Often when my patients ask me for my advice it is with the expectation that I will be able to give them a quick Yes or No answer. I frequently disappoint them; the great majority of decisions made in general practice are a shade of grey as opposed to black and white.
For example, one patient might ask me if she should take a cholesterol-lowering drug, or another might ask me whether he should have an operation on his knee. The patient hopes I’ll simply say yay or nay, but in both cases I’ll actually drone on endlessly about the pros and cons. I’ll recite boring facts, such as risk statistics, drug side effects and surgical complications. Eventually, after imparting my wisdom, I’ll turn the question back to the patient and explain that it is their body and their decision.
However, just occasionally, I do have the very satisfying opportunity to respond to an enquiry with a definitive answer.
One such question is: ‘Am I going to die, Doctor?’ This is one of the rare questions to which I can be 100 per cent sure of giving the correct answer: ‘Yes, you are definitely going to die. We are all going to die.’ I appreciate that the patient is usually asking whether they are going to die in the immediate future, but the reality is that as soon as we try adding that sort of clarity to the answer, we start moving back into that very unsatisfactory grey area again.

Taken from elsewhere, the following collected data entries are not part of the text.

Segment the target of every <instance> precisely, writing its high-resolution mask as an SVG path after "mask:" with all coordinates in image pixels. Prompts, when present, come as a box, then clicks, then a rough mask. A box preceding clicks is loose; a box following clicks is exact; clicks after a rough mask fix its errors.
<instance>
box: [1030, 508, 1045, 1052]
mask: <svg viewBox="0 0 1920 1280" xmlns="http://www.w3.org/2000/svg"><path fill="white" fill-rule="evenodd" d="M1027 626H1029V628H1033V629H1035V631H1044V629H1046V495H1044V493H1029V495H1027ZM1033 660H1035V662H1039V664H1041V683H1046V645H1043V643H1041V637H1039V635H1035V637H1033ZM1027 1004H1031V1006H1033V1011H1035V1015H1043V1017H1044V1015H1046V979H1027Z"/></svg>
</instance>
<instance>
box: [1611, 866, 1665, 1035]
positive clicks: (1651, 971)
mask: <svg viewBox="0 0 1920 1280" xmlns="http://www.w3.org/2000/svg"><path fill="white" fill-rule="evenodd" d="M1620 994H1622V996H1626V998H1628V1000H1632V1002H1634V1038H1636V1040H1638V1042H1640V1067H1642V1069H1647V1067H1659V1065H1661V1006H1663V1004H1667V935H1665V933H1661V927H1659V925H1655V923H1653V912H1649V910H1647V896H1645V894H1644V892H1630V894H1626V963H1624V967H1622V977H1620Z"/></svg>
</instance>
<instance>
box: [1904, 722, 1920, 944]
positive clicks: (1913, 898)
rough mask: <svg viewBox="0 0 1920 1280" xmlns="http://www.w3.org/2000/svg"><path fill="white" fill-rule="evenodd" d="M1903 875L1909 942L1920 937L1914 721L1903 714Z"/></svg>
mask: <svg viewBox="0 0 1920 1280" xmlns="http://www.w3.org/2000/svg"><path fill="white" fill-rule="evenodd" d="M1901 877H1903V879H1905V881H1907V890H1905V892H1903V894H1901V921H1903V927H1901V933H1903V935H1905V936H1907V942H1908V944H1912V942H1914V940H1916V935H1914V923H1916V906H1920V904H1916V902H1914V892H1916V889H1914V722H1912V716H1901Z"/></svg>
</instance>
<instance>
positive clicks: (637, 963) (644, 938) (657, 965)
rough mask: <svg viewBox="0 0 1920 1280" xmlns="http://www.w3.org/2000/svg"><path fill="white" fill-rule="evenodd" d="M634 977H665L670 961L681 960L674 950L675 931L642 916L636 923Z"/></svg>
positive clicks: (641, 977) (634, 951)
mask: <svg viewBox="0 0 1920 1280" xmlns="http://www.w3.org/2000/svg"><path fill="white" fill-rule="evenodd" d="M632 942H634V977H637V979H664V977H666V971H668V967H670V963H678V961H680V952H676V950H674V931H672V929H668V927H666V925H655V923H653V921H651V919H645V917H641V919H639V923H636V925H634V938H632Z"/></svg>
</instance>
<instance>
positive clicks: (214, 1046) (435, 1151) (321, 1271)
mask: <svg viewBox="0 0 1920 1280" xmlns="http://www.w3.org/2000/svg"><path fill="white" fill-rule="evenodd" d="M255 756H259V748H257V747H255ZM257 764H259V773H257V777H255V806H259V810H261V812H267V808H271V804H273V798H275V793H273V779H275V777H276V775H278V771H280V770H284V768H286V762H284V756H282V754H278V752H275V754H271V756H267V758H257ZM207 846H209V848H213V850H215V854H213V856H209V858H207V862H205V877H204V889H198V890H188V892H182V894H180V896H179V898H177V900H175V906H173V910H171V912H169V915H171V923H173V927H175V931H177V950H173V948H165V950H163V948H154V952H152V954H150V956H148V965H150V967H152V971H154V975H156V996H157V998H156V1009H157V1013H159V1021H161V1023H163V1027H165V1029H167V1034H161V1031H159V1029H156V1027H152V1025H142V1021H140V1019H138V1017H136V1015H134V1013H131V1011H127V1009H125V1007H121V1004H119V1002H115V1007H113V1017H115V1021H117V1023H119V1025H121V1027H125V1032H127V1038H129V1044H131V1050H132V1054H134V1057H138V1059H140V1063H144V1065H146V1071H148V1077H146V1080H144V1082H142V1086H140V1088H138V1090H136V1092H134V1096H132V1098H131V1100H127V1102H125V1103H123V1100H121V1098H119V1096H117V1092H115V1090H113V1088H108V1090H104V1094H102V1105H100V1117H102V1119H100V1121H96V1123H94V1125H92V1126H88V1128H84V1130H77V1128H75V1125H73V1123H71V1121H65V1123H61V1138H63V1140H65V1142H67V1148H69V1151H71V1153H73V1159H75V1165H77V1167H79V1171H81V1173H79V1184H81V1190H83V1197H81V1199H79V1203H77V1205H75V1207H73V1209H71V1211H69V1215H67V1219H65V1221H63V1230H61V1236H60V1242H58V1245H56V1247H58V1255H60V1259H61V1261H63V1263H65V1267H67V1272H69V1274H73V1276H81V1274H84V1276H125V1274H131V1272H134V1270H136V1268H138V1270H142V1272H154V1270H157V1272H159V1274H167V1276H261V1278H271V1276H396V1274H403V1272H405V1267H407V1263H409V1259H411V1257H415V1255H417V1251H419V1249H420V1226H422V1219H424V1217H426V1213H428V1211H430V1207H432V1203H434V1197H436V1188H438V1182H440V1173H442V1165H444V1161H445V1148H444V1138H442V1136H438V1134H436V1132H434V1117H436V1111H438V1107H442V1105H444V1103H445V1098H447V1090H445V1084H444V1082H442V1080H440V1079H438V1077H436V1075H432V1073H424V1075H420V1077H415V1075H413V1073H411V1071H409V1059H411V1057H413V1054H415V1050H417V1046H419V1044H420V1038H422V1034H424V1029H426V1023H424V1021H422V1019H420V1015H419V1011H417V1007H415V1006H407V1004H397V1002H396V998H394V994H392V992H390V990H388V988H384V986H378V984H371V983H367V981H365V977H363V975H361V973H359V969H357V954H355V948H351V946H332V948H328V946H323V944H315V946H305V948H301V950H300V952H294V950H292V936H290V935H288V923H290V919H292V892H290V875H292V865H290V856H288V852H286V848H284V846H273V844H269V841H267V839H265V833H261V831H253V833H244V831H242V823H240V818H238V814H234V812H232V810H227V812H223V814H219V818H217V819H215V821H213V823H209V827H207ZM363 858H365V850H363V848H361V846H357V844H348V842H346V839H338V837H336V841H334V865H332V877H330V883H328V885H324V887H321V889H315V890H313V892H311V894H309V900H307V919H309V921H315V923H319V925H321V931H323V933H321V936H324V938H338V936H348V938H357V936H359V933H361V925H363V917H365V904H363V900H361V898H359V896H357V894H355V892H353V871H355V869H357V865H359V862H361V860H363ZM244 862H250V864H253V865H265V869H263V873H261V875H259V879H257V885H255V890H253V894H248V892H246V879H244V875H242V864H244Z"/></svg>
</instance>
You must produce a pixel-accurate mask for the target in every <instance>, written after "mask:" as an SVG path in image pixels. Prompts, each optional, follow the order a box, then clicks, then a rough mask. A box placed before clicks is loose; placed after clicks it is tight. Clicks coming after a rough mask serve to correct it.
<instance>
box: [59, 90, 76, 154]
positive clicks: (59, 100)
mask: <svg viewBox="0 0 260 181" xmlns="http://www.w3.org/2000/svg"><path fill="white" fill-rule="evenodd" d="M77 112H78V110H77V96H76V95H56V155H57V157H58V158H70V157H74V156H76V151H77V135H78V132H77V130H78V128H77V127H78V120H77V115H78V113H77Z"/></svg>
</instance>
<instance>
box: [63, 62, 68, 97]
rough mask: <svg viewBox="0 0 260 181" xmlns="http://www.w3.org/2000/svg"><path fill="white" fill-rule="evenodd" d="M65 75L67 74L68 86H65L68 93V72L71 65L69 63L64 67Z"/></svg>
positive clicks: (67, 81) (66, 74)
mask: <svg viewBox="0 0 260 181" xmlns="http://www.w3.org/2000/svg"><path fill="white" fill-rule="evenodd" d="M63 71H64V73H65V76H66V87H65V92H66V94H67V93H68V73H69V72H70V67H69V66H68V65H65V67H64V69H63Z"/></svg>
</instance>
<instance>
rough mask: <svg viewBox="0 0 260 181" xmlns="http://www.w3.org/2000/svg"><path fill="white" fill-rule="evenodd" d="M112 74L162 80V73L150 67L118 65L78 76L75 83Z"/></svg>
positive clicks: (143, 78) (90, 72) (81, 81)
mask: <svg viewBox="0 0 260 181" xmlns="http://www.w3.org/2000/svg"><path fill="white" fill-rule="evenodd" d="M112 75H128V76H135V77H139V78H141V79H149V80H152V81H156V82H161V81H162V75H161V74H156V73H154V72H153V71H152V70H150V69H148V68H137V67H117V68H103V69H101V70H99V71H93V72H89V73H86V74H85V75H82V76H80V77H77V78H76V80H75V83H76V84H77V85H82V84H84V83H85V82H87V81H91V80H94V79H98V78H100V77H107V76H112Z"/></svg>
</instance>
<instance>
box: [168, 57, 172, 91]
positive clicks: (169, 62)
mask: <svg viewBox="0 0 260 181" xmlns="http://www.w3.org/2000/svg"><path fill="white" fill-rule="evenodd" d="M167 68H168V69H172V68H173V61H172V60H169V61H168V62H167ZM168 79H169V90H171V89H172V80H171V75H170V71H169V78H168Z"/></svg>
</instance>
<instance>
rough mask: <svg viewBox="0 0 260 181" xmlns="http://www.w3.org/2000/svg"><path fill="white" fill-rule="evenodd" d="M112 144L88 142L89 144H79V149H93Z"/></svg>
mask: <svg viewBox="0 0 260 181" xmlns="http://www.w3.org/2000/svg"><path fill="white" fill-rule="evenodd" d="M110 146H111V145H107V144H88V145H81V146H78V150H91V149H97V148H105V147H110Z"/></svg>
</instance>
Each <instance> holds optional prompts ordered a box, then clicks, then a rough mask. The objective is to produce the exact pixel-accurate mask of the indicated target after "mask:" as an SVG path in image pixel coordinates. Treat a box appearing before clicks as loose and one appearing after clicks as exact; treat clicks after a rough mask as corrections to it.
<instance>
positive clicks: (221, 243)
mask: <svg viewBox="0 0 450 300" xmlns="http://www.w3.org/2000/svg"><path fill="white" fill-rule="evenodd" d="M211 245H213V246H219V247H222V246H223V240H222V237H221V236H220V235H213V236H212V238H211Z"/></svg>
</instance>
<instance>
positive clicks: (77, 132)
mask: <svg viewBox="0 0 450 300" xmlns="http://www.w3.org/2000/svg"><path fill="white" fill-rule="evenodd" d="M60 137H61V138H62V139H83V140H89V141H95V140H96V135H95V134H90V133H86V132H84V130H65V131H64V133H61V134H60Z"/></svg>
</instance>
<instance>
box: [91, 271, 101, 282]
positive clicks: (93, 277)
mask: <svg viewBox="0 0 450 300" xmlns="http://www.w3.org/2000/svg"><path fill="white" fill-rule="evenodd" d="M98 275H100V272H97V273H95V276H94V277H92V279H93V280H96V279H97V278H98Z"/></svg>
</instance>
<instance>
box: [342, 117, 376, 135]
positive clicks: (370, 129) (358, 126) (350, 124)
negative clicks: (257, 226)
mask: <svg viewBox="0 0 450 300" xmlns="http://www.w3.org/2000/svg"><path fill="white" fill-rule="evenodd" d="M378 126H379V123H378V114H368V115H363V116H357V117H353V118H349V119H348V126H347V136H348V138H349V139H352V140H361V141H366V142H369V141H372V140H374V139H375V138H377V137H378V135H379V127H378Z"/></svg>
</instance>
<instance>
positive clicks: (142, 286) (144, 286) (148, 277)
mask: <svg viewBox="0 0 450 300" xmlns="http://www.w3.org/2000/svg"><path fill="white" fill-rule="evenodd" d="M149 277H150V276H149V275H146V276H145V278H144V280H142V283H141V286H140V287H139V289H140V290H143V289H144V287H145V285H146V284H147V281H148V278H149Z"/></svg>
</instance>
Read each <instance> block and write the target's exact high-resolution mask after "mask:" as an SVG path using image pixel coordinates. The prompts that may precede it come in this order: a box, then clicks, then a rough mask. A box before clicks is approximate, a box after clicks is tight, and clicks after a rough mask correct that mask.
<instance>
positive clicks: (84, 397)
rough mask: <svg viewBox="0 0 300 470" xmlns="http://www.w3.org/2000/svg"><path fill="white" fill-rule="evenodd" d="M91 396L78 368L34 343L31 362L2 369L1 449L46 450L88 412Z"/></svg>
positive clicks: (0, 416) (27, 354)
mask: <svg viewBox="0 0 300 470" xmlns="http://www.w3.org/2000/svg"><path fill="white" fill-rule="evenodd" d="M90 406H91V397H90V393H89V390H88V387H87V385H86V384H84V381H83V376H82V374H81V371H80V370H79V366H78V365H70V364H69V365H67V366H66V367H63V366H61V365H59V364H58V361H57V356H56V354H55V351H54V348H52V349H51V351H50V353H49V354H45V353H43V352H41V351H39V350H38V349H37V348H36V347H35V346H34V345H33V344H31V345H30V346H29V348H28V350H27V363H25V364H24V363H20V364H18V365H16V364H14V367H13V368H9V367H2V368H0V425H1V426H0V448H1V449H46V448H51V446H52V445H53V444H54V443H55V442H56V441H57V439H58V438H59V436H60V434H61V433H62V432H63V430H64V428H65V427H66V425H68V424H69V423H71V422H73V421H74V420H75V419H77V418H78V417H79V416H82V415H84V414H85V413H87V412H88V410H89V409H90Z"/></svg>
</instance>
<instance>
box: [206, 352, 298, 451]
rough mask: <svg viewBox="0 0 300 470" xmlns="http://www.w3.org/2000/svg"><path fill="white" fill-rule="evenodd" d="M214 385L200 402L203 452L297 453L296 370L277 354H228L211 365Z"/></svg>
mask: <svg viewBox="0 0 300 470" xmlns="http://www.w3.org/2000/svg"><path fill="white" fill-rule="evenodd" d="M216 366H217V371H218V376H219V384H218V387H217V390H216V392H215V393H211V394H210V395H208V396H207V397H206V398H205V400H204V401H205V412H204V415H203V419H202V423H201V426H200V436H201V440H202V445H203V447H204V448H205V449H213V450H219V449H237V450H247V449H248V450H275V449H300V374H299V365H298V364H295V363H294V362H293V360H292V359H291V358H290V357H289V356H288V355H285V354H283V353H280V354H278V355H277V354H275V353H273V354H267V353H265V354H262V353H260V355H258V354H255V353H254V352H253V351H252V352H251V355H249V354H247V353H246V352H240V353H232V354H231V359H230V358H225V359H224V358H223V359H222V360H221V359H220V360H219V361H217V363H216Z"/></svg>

‘Is there a bug going around, Doctor?’ is perhaps the only other question I am commonly asked that I can always answer yes to. Unfortunately there is always a bug going around. It’s how bugs roll. If they stopped going around they’d die out, which sounds appealing, but according to microbiologists would result in disaster. I’ll take their word on that.
A less common question asked by a patient recently was whether it was okay for him to have sex with his partner via her colostomy. Now, I really don’t consider myself to be particularly prudish – patients tell me about all sorts of slightly alternative sexual behaviours and I rarely raise an eyebrow. Even if I wouldn’t necessarily choose to partake in all of the said activities, anything that takes place between two consenting adults in the privacy of their own home is okay with me. Not colostomy sex, though. That’s a straightforward no.